Nichols embraces the attitude.
“It fits my personality,” she said.
Nichols emerged from injuries and through an incredibly deep U.S. program to become a favorite to make the five-woman Olympic team named in July.
Nichols began doing gymnastics at age 3 and, at age 6, remembers watching Carly Patterson win the Athens 2004 Olympic all-around. During commercial breaks, she beelined to her parents’ suburban Minneapolis-St. Paul backyard and tumbled around.
By 16, Nichols finished third in the all-around at the 2014 P&G Championships and looked destined for her first Worlds team until dislocating her left kneecap the following week.
One year later, U.S. national team coordinator Martha Karolyi praised Nichols’ recovery ahead of the 2015 P&G Championships. That’s where the Swag boom occurred.
“Maggie Nichols, the biggest improvement I can see in this quadrennium is her,” Karolyi said then. “At the beginning, she was just average, new elite, two and a half, three years ago. … Of this moment, she is showing definitely world-class gymnastics.”
Nichols proved it, outscoring Olympic champions Gabby Douglas and Aly Raisman en route to the second step on the all-around podium, just below best friend Simone Biles.
Also at that meet, Associated Press gymnastics writer Will Graves coined a hashtag that inspired Nichols’ father to get creative two months later.

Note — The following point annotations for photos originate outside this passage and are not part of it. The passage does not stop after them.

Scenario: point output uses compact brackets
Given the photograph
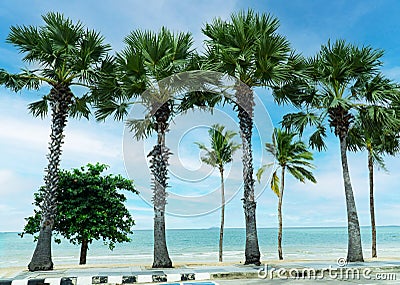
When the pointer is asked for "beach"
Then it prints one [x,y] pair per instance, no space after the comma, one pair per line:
[200,246]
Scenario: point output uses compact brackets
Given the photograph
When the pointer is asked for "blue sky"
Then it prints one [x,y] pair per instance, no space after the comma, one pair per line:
[307,25]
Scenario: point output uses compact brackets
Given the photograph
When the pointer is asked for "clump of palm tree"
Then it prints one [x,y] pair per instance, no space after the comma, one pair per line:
[218,155]
[64,54]
[249,48]
[292,156]
[331,96]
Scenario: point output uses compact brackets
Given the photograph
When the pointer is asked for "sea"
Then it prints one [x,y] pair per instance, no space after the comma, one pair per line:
[201,245]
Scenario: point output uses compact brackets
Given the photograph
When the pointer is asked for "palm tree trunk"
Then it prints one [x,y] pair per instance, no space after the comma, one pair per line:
[354,251]
[61,98]
[84,249]
[280,254]
[371,201]
[159,164]
[245,108]
[221,231]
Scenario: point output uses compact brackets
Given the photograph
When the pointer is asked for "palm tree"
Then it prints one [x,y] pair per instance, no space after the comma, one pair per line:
[221,153]
[377,140]
[65,55]
[143,70]
[332,95]
[292,156]
[248,48]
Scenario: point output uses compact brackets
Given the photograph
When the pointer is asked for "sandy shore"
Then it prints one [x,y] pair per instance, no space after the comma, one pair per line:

“I think he started it,” Nichols said of Graves. “Now it’s just kind of carried on.”
At her first Worlds in October, Nichols was the only U.S. woman chosen by Karolyi to compete on all four events in the team final. Not Biles. Not Douglas. Not Raisman. Just Swaggie Maggie.
Nichols was ineligible for the individual all-around final as she sat out uneven bars in qualifying, but her all-around score from the team final would have earned bronze in the individual competition.
“I proved my consistency and that I can hit under pressure,” said Nichols, who doesn’t plan to continue elite-level gymnastics after the Olympics, already signing with the University of Oklahoma.
Nichols’ dad came home from Worlds in Glasgow, Scotland, with an idea to create a T-shirt. Two, actually. He chose two designs and had 50 total shirts delivered in February (images below courtesy of John Nichols).
“It says Swag-O-Meter on it and has this huge [arrow] on it, breaking [the meter],” Nichols said of one design, smiling. “He’s a goof.”
There are other Swag Meter shirts out there. Even Team Maggie shirts worn by other girls at her Twin City Sisters gym and at school.
But these two are special. John surprised Nichols with them before she departed for a national team camp and the AT&T American Cup last month.
“She’s always been Swaggie Maggie,” John said. “She’s proud of that.”
Her fans are, too. There were posters held up at Bankers Life Fieldhouse at the P&G Championships in August that read, “Just Swag It” and “I Love Swaggie Maggie!”
John and Nichols’ mom, Gina, considered wearing their shirts at the American Cup in Newark, N.J., where Nichols finished second to Douglas. They opted against it, with it being Nichols’ top-level international all-around debut and the TV cameras focused on the U.S. gymnasts and their families.
Nichols said she would wear the shirts around her home, or in the gym because it would draw smiles. She wouldn’t commit to breaking one out over her leotard while at a competition.
That didn’t surprise her parents.
“I think she’s a little bit more shy,” her mom said. “She’s really humble about what she does.”